Cover Story: You’re Trying Too Hard
Ralph, the main character, seems like just an awkward kid. The taped-together glasses were a bit over the top for his character, and he never once wears that kind of armor in this book. Also, I think they could have come up with a better title. Finally, this book’s page numbers were maddeningly in Roman numerals, which is hugely annoying for a guy like me who doesn’t use bookmarks.
Ralph’s parents have always insisted that Ralph never, ever, under any circumstances make a wish. Ever. He’s not even allowed to attend his own birthday party; the temptation of the candles would be too great. Ralph is so lonesome that he doesn’t play role playing games…he fantasizes that he could play them.
But all this changes during his teenage years, when his mysterious English aunt and uncle invite him to the UK to help set up their WiFi network. Soon Ralph discovers the secret behind his family’s wish prohibition, and the curse they all labor under. Ralph, along with his cousins Cecil, Daphne, and Beatrice, are soon sucked into another dimension, where wishes come true…but not how you’d expect.
Drinking Buddy: No
Ralph could have been an interesting character, all awkward and clumsy and likeable. But he was just kind of dull. The same goes for wealthy socialist Cecil, flighty little girl Daphne, and morose Beatrice. There was great potential for an incredible posse of adventurers, but in the end, they were about as well-developed as a per-generated D & D fighter.
Testosterone Level: Weird
The back cover promised killer bunny rabbits and bothersome bacteria. And it delivered. There were also buxom fairies, bored zombies, and talking whales. But everything felt disjointed. Why do the fish have words written on them? Why did Ralph’s aunt and uncle really invite him to England? What was up with that mile-high tree? As soon as something interesting happened, it vanished, never to be mentioned again. And the bloody combat adventuring scenes held all the excitement of a Road Runner cartoon. The main characters die and return to life so many times that it was tiresome.

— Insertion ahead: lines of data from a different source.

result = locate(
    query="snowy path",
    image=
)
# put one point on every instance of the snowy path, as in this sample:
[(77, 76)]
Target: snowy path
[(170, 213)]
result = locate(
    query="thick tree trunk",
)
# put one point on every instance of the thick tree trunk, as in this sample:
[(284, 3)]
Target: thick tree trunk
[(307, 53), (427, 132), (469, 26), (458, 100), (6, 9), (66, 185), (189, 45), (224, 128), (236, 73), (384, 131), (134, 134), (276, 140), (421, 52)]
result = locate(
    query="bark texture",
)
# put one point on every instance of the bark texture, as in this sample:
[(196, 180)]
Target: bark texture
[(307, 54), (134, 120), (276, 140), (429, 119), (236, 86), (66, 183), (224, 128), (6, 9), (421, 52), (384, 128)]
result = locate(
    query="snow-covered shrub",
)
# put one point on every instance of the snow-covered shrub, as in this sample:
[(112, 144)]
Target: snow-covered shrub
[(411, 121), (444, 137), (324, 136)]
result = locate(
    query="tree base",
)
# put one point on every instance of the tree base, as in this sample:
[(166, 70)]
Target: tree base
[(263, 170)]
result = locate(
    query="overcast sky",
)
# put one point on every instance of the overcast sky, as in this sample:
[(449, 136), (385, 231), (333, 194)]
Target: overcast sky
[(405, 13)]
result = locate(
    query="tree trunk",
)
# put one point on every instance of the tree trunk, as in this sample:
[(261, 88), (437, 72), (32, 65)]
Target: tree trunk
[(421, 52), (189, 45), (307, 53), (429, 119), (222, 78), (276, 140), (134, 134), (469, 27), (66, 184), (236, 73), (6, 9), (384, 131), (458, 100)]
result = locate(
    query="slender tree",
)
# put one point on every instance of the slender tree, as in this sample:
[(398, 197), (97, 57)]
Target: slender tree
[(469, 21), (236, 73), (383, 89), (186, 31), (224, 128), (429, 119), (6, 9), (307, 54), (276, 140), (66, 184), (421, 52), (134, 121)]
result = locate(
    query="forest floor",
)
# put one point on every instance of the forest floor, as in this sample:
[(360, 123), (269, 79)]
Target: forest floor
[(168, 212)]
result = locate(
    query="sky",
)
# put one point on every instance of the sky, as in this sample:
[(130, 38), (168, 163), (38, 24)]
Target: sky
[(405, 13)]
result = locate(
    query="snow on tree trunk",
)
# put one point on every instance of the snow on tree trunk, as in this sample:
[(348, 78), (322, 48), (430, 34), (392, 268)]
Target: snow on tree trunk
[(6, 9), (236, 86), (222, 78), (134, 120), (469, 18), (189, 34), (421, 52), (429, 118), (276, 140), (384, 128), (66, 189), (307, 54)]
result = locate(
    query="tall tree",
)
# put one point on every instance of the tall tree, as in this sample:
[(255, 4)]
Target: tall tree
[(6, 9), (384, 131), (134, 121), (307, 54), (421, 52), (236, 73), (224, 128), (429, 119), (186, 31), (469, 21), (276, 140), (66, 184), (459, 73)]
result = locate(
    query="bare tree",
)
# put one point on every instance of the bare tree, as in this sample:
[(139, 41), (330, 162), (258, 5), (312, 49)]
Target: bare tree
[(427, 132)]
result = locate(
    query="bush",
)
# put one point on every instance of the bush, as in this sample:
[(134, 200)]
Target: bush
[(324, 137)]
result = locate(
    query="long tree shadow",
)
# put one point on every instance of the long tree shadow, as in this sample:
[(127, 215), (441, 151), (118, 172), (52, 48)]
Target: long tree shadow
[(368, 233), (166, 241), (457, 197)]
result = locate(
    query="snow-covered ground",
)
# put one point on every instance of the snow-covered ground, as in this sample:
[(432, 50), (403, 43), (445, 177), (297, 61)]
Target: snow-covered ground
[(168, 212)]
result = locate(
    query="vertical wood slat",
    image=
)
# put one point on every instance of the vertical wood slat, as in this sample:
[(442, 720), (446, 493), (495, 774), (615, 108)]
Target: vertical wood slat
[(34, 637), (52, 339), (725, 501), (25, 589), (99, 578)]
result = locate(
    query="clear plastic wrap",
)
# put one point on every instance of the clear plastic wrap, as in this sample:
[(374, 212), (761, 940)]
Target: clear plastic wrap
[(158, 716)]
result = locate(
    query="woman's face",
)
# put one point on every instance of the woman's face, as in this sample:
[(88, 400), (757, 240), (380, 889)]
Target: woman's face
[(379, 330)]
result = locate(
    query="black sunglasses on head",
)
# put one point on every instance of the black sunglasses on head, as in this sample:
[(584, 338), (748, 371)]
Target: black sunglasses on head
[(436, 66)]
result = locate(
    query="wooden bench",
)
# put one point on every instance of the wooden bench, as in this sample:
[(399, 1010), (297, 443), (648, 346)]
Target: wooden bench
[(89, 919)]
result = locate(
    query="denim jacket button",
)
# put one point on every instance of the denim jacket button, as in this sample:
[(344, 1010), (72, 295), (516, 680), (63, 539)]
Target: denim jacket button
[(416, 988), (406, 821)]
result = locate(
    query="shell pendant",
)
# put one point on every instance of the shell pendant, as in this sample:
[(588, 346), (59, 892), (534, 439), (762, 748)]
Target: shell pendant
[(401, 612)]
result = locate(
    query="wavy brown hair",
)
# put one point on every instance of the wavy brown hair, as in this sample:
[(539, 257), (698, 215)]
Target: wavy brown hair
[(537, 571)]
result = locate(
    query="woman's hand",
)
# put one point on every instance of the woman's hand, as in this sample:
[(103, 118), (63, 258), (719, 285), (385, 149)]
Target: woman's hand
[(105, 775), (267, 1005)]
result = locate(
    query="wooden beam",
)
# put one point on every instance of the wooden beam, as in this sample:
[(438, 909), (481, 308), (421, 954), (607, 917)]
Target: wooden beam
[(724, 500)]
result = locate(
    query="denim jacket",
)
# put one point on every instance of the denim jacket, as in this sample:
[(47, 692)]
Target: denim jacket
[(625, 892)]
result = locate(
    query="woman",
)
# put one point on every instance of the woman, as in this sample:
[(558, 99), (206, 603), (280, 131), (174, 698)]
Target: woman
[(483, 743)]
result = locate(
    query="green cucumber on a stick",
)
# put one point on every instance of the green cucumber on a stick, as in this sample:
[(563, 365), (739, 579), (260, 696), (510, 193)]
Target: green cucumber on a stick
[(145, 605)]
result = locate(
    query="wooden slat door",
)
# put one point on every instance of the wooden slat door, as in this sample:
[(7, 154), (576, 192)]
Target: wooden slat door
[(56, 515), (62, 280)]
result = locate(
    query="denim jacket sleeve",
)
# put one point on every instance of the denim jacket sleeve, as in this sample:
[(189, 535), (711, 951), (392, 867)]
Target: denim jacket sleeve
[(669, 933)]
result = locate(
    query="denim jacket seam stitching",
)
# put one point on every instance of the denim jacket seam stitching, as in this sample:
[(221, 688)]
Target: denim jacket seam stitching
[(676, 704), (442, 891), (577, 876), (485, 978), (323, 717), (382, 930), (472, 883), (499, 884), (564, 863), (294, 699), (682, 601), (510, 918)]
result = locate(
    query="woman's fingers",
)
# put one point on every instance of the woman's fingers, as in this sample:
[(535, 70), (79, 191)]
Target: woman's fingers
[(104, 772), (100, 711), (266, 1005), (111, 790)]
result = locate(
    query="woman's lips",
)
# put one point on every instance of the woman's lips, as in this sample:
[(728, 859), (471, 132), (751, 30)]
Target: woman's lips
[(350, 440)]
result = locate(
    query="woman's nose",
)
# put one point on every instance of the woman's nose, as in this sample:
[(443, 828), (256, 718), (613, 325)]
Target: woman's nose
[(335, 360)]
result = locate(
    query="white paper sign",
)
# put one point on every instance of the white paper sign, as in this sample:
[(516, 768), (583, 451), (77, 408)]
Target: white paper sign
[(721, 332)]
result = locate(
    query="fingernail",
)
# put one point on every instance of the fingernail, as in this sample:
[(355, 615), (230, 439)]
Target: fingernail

Finally, while there was no romance in this book, Ralph did play the knight in rusty armor to Beatrice more than a few times, causing great jealousy from another boy. And Daphne seemed to have a bit of a little-girl crush on Ralph. Which would all be cute and fine except EVERY SINGLE ONE OF THOSE PEOPLE ARE FIRST COUSINS.
Maybe the author was going for a Victorian vibe, but I just got creeped out when Ralph’s other aunt, in the guise of an evil witch, tore off his shirt and pants.
Talky Talk: Yeah…
It was a cute idea. Three kids, three wishes. Cecil, playing a Robin Hood type, liberating the enslaved fairies. Daphne, the fairy tale waif, escaping the Snow Queen. Beatrice, traveling to the underworld to meet her deceased birth mother. And Ralph, bumbling through on the sidelines like an extra unsure of his cues. It was a good idea, but too episodic. There were a more than a few chuckle out loud moments, but far too many confusing one-off characters and unresolved plot twists. I felt like I was reading chapters of good fan fiction from someone else’s universe.
Bonus Factor: Seen Narrator
This book is told from the third person, with the disembodied narrator spinning the tale. At first. Except you start to get the impression the narrator really does not like Ralph. The further you get into the book, the more personal things get. And no, this isn’t a surprise character making an appearance at the last minute. It’s truly the narrator, the guy telling the story. And he has it out for Ralph. He alters reality to screw with Ralph and to protect Beatrice. What’s up with that?
For once, the person who tells the story gets their own backstory.
Bromance Status: NPC
It was fun slaying dragons with you, but I don’t really need to relive the campaign. And the whole undead horse race thing seemed tacked on.
FTC full disclosure: I received neither money nor experience points for writing this review.